Shawn Quinn is the director of Engineering at NASA's John F. Kennedy Space Center.
In this position, Quinn leads a large organization of engineers from multiple disciplines in the design, development and operations of spaceflight hardware and ground systems in support of programs and projects assigned to the Kennedy Space Center including Commercial Crew, Launch Services, Exploration Ground Systems, and the ISS.
Prior to his current role, Quinn served as the associate program manager for the Exploration Ground Systems Program. Quinn was responsible for ground systems development activities, including design, development, integration, fabrication, construction, activation, and validation and verification of facilities, systems and ground support equipment, and operations planning and execution activities leading to NASA's exploration missions.
Preceding his appointment to the senior executive service, Quinn was the Vehicle Integration and Launch Integration Product Team (VIL IPT) manager. He was responsible for the operations and development of systems at Kennedy's Launch Complex 39, including the launch pads, mobile launcher, crawler transporter and Vehicle Assembly Building. As manager of the IPT, Quinn oversaw the overall planning and implementation of modifications of Launch Complex 39 systems to support the processing and launch of the Space Launch System and Orion spacecraft.

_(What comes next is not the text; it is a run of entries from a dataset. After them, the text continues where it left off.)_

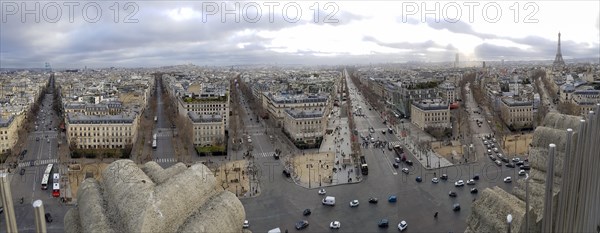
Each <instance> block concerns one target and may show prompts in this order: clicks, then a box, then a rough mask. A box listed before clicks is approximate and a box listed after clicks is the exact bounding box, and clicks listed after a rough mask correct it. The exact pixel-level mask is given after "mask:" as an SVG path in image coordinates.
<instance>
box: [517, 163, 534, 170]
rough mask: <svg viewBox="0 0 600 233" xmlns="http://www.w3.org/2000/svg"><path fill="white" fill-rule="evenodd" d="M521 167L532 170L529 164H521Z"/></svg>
mask: <svg viewBox="0 0 600 233" xmlns="http://www.w3.org/2000/svg"><path fill="white" fill-rule="evenodd" d="M519 168H520V169H521V170H530V169H531V167H530V166H529V164H523V165H521V166H519Z"/></svg>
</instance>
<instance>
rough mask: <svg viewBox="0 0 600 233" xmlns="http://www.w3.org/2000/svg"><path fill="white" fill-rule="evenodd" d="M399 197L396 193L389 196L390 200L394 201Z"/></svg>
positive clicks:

Quinn also served as the chief of the Lunar Systems Division in Kennedy's Constellation Project Office. He was responsible for development of operations concepts and systems to support ground processing and launch of NASA's lunar spacecraft, including landers and surface systems planned for future human and robotic missions. In this capacity, he had oversight for lunar-phase architecture planning for Kennedy in support of the Lunar Capability Concept Review. Prior to his assignment in the Constellation Project Office, he was the requirements and operations manager in the Kennedy Exploration Office.
Quinn has nearly 30 years of experience at Kennedy. He first joined NASA in 1985 in the Engineering Cooperative Education Program at Kennedy while studying for his degree in electrical engineering. As an undergraduate, he also assisted in the development of computer vision systems at the Georgia Tech Research Institute. He earned a bachelor's degree from the Georgia Institute of Technology in 1990, and a master's in industrial engineering from the University of Central Florida in 1994. In 2006, he was selected for the NASA Massachusetts Institute of Technology (MIT) Accelerated Leadership Fellowship and entered the MIT System Design and Management Program. He completed the program in 2008 with a master's degree in engineering and management.
Early in his career, Quinn designed computer hardware and developed real-time command, control and simulation systems in support of space shuttle launch operations. Over the next few years, he led several shuttle launch processing system upgrade projects. He was selected as shuttle processing chief for the Ground, Command and Data Systems Branch in 1999, where he was responsible for command and control systems in the shuttle Launch Control Center and at Launch Complex 39. In 2002, he served as a project manager in the Biological Sciences Office where he contributed to the development of strategic plans in the area of bioregenerative life support systems. In 2003, he was selected as the deputy manager of the Orbital Space Plane Operations and Integration Office at Kennedy.
Quinn has received several awards during his NASA career, including the Presidential Rank Award, Kennedy Space Center Strategic Leadership Award, NASA Silver Snoopy Award, NASA Outstanding Leadership Medal, NASA Exceptional Service Medal, NASA Exceptional Achievement Medal, and Spaceflight Awareness Award for Technical Leadership. He also is the recipient of several Group Achievement Awards for contributions to the Space Shuttle Program, development of technology for Integration Vehicle Health Management Systems, Lunar Architecture Studies, and Lunar Lander Studies.